Optional cache lifecycle override.

None
cache_window_tokens int | None

Optional sliding-window token budget override.

None

Returns:

Type Description
object | None

object | None: Specialization-backed cache object, or None when

object | None

the loaded specialization does not expose a cache factory.

Bases: Inference

Optimized-native helper for compatible local model directories.
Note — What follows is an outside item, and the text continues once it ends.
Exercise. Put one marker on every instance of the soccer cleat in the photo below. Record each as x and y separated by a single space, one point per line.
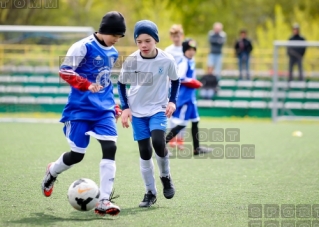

AutoInference inspects a local model directory, infers the matching optimized-native family, and then loads the same optimized path that Inference uses for built-in aliases.

Parameters:

Name Type Description Default
model_dir str

Local model directory to inspect and load.

required
adapter_dir str | None

Optional LoRA adapter directory.

None
device str

Target device string such as "cuda:0" or "mps".

'cuda:0'
logging bool

Whether to collect runtime stats.

True
multimodality bool

Whether the runtime should plan for multimodal execution.

False
specialization_registry SpecializationRegistry | None

Optional specialization registry override.

None
resolver ModelResolver | None

Optional model resolver override.

None

Raises:

Type Description
ValueError

Raised when the local model directory is missing, uses an unsupported architecture, or references an invalid adapter directory.